Professor and Chair, Aerospace and Mechanical Engineering; Director, Bioengineering Graduate Program
University of Notre Dame
The Notre Dame Tissue mechanics laboratory studies the mechanical properties of skeletal tissues to better understand their fitness for function, and to determine how mechanical stimuli affect cellular response. Two current studies are related to osteonecrosis of the jaw and the role of mechanics in metastatic engraftment of tumor cells in bone marrow.
Bone metastasis: Many cancers metastasize (migrate, attach, and grow) to bone marrow. The phenomenon has been attributed to the marrow providing "fertile soil" for cancer cells to grow in. Although this is an apt analogy, it provides little insight into the mechanism of the disease. Metastases are problematic, because they are difficult to detect inside the bone, where x-ray or MRI signals are not sufficient to differentiate the tumor from the normal tissue. Typically the first detection occurs when the patient experiences pain, or serious degeneration of the bone. Our group is collaborating with Dr. Laurie Littlepage at Notre Dame and Laoise McNamara at the National University of Ireland, Galway to study the interactions of bone cells and cancer cells during normal bone homeostasis compared to periods of loading or unloading.

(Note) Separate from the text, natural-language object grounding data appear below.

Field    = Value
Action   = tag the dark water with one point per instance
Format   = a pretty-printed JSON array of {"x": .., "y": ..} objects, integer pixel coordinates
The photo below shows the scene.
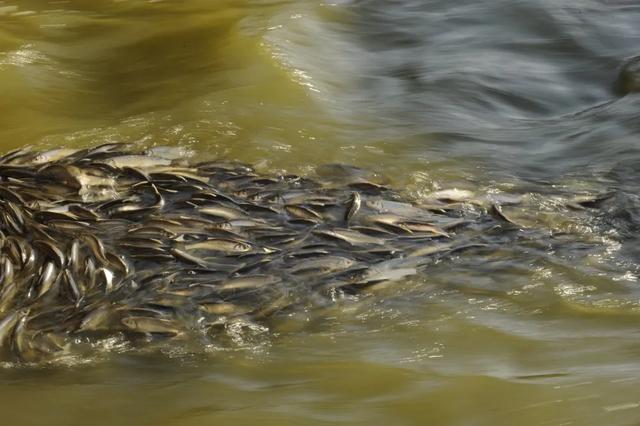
[{"x": 494, "y": 97}]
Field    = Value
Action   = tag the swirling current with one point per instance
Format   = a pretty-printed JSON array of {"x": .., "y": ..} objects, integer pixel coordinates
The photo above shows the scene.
[{"x": 519, "y": 121}]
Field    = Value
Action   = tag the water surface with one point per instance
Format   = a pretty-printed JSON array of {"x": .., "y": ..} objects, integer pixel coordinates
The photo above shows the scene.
[{"x": 489, "y": 96}]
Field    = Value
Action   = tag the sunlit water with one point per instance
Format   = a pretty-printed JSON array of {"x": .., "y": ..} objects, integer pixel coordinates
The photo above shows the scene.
[{"x": 489, "y": 96}]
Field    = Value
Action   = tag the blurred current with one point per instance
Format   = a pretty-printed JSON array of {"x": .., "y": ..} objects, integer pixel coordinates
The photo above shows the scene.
[{"x": 512, "y": 99}]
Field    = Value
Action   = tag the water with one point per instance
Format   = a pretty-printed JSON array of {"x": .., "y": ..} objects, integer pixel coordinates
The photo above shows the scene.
[{"x": 489, "y": 96}]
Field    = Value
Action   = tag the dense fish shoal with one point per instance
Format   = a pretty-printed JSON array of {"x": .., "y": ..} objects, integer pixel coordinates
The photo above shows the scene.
[{"x": 148, "y": 245}]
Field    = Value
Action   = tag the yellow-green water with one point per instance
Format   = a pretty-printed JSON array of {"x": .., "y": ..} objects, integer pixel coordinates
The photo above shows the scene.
[{"x": 421, "y": 92}]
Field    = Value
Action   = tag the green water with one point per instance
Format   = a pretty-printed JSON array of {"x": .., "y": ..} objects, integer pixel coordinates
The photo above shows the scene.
[{"x": 512, "y": 338}]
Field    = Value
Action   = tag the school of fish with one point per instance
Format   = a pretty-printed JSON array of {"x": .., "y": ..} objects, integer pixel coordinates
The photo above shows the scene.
[{"x": 152, "y": 245}]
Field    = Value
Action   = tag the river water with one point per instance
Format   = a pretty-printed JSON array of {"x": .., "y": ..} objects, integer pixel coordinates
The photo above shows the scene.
[{"x": 494, "y": 97}]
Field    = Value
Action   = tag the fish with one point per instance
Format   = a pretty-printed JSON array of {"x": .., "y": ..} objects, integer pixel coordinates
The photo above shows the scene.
[{"x": 110, "y": 241}]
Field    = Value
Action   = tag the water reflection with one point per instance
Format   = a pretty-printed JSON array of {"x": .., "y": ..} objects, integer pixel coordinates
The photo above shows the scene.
[{"x": 488, "y": 96}]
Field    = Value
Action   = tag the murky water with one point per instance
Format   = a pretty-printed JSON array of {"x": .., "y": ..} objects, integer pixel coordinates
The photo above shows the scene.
[{"x": 489, "y": 96}]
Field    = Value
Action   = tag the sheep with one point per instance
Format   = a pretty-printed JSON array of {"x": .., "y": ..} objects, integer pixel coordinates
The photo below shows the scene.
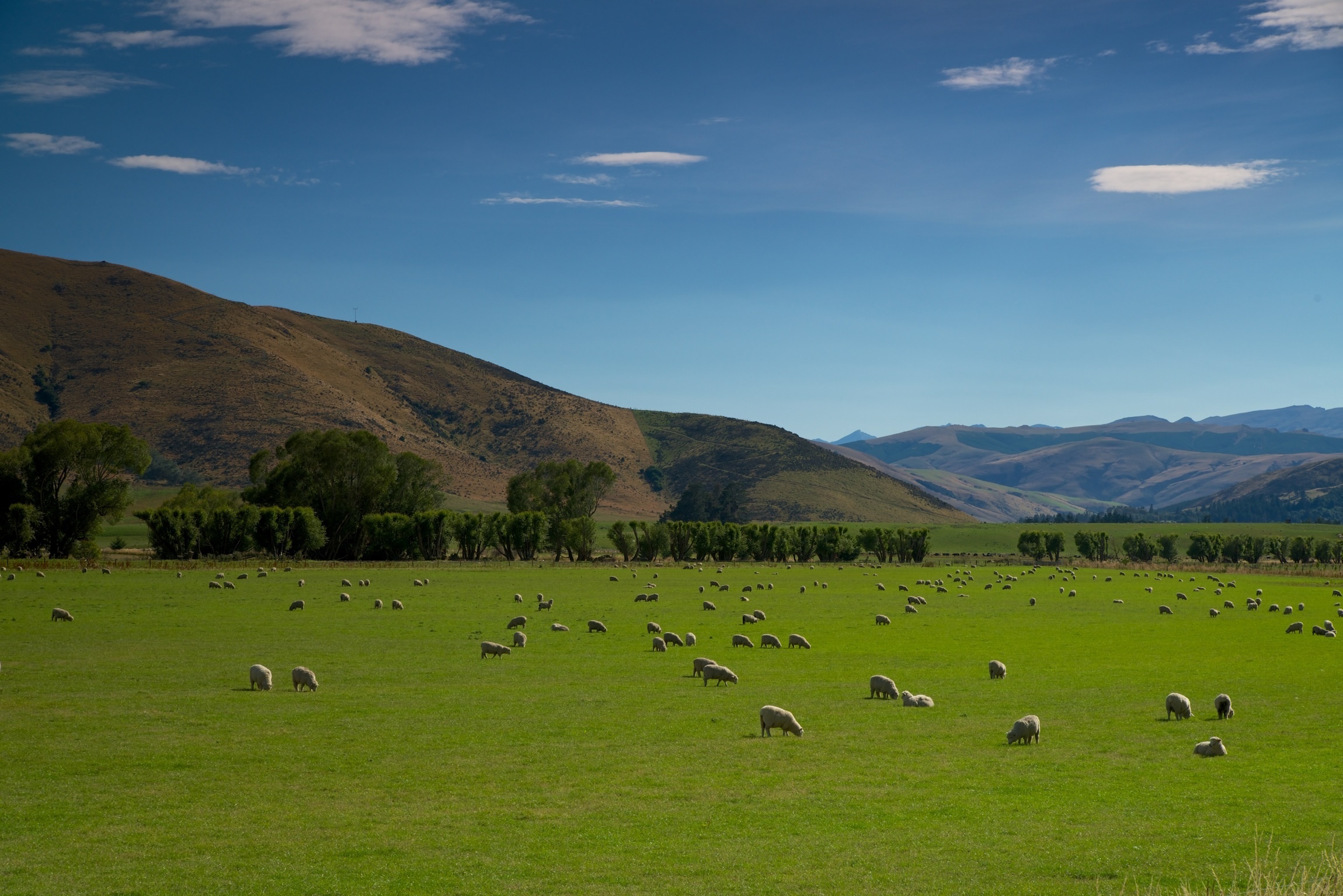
[
  {"x": 1024, "y": 730},
  {"x": 715, "y": 672},
  {"x": 881, "y": 688},
  {"x": 777, "y": 718},
  {"x": 304, "y": 679},
  {"x": 260, "y": 678},
  {"x": 1210, "y": 747}
]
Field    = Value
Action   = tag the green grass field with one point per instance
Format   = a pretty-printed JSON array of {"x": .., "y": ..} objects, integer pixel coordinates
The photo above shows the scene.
[{"x": 133, "y": 759}]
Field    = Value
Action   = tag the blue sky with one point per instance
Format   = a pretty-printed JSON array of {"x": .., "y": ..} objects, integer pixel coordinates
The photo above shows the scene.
[{"x": 822, "y": 215}]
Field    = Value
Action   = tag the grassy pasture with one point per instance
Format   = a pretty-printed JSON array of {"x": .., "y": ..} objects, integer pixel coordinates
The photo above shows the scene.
[{"x": 133, "y": 759}]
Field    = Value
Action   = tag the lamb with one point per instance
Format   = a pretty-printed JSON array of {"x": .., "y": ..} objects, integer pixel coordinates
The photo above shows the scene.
[
  {"x": 881, "y": 688},
  {"x": 304, "y": 679},
  {"x": 775, "y": 718},
  {"x": 715, "y": 672},
  {"x": 1024, "y": 730},
  {"x": 260, "y": 678},
  {"x": 1210, "y": 747}
]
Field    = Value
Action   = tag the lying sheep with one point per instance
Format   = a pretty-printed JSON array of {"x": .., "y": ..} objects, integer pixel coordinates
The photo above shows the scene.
[
  {"x": 775, "y": 718},
  {"x": 715, "y": 672},
  {"x": 260, "y": 678},
  {"x": 1024, "y": 730},
  {"x": 304, "y": 679},
  {"x": 881, "y": 688},
  {"x": 1210, "y": 747}
]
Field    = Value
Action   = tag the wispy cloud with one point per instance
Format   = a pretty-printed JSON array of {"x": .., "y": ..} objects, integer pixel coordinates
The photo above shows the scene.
[
  {"x": 590, "y": 180},
  {"x": 383, "y": 32},
  {"x": 53, "y": 85},
  {"x": 1297, "y": 25},
  {"x": 628, "y": 159},
  {"x": 1010, "y": 73},
  {"x": 558, "y": 201},
  {"x": 48, "y": 144},
  {"x": 1184, "y": 179},
  {"x": 180, "y": 166},
  {"x": 126, "y": 39}
]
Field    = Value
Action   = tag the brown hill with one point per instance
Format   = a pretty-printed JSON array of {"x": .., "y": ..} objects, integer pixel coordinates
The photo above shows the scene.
[{"x": 207, "y": 382}]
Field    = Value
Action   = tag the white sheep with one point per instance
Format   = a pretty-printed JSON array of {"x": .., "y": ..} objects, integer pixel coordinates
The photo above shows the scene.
[
  {"x": 260, "y": 678},
  {"x": 775, "y": 718},
  {"x": 304, "y": 679}
]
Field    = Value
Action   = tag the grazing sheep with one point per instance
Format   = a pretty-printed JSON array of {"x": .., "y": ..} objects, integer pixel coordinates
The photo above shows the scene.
[
  {"x": 260, "y": 678},
  {"x": 777, "y": 718},
  {"x": 881, "y": 688},
  {"x": 1024, "y": 730},
  {"x": 304, "y": 679},
  {"x": 1210, "y": 747},
  {"x": 715, "y": 672}
]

Mechanobiology of cancer cell migration: We study the biological effects of mechanical stimuli applied to cells. Cancer cells move at different speeds when growing on or in materials that have different stiffnesses, porosity, or other properties. However, during normal daily activities, our bodies are subjected to different forces that are supported by our bones, muscles, and other organs. These forces cause cells to be pressed against supporting structures, moved relative to one another, or otherwise deformed, which can affect their biological activity. We do not know if these mechanical signals affect cancer cell migration when the underlying material or tissue is regularly deformed by loading. We are using various culture systems with 2-D and 3-D environments to study these effects.